•Bölüm 2

1.8K 92 3
                                    

Keyifli Okumalar!!

______

Karaca Kurtuluş

Ben balkonda otururken saat baya geçmiş hatta hava kararmıştı. Yapacak başka işim olmadığı için öylece oturuyordum. Güneşin batışını ardından bütün İstanbul'un ışıldamasını izlemiştim. Azer daha gelmemişti. 1 hafta boyunca da hiç gelmezdi umarım.. Karnım acıkmıştı ama aşağıya inip Azer'i görme ihtimali sinirlerimi bozuyordu. Ve kendime birşeyler hazırlama gücünü de kendimde bulamamıştım. Odaya girip yatağa uzandım. Bu olanlar bana çok ağır geliyordu ve aklımdan çıkmıyordu. Aynı şeyleri düşünüp durmaktan kendimi delirmeye başlamış gibi hissediyordum. Azer'i hiç tanımıyordum, nasıl birisidir bilmiyordum. Dahası o adam bizim düşmanımızdı belki de beni öldürecekti nerden bilebilirdim. Böyle ölmek de  istemiyordum. Gözümden akan yaşı silerken kapının açılmasıyla hemen gözlerimi kapattım.

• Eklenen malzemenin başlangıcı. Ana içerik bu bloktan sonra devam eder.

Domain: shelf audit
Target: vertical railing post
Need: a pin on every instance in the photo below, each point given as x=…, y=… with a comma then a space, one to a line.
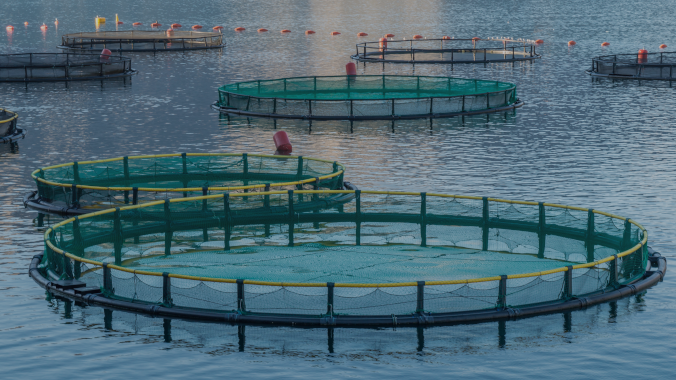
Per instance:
x=420, y=301
x=423, y=219
x=166, y=290
x=291, y=217
x=589, y=241
x=502, y=292
x=226, y=221
x=357, y=198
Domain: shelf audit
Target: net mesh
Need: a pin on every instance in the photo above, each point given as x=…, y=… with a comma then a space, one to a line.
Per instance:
x=111, y=183
x=382, y=254
x=365, y=96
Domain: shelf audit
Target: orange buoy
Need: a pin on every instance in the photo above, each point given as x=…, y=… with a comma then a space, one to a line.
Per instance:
x=351, y=68
x=106, y=53
x=282, y=142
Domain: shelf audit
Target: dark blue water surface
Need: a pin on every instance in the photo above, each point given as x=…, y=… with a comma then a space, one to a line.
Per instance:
x=604, y=144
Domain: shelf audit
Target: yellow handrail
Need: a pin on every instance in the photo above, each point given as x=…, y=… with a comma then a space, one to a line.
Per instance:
x=345, y=285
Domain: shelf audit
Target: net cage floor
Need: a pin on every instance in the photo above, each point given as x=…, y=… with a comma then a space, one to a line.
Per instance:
x=47, y=67
x=446, y=50
x=366, y=97
x=9, y=132
x=649, y=66
x=88, y=186
x=142, y=40
x=385, y=258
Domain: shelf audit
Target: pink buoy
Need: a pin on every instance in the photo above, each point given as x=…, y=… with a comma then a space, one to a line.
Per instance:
x=282, y=142
x=106, y=53
x=351, y=68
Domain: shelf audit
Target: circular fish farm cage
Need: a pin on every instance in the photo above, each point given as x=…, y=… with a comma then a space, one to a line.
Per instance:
x=649, y=66
x=9, y=133
x=447, y=50
x=383, y=259
x=141, y=40
x=47, y=67
x=88, y=186
x=366, y=97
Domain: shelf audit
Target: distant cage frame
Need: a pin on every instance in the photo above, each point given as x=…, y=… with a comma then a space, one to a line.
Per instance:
x=142, y=41
x=655, y=66
x=232, y=102
x=62, y=66
x=373, y=52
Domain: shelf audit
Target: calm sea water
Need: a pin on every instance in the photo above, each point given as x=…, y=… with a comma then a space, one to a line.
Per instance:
x=604, y=144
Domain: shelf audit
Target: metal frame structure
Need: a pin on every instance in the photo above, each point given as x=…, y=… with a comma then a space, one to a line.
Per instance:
x=653, y=66
x=448, y=51
x=142, y=41
x=62, y=67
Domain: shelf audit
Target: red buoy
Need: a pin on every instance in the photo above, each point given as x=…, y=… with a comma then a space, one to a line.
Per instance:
x=351, y=68
x=282, y=142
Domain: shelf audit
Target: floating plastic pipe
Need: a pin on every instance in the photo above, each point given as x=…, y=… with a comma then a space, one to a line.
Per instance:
x=351, y=68
x=282, y=142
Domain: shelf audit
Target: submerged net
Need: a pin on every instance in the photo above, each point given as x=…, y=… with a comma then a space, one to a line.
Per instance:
x=383, y=254
x=142, y=40
x=61, y=66
x=134, y=180
x=659, y=66
x=365, y=96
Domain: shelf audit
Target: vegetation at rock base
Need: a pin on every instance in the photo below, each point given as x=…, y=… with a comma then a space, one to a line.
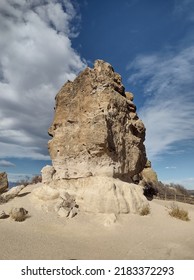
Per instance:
x=177, y=212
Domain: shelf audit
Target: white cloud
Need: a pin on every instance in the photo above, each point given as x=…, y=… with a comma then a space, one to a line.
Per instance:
x=167, y=80
x=36, y=59
x=6, y=163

"Uyumadığını biliyorum." dedi daha önce hiç ondan duymadığım yumuşak bir ses tonu ile.

Cevap vermedim, gider diye düşünüyordum umarım giderdi.

"Karaca uyumadığını biliyorum." diye diretince çaresizce gözlerimi açıp karışımdaki Azer'e baktım.

"Ne var ne istiyorsun!"

Sabır dilenircesine bakışlarını tavana dikip ardından bana bakmıştı.

"Hiçbirşey yememişsin aç kalma birşeyler ye."

Sinirle gözlerimi devirip doğruldum ve yatakta bağdaş kurdum.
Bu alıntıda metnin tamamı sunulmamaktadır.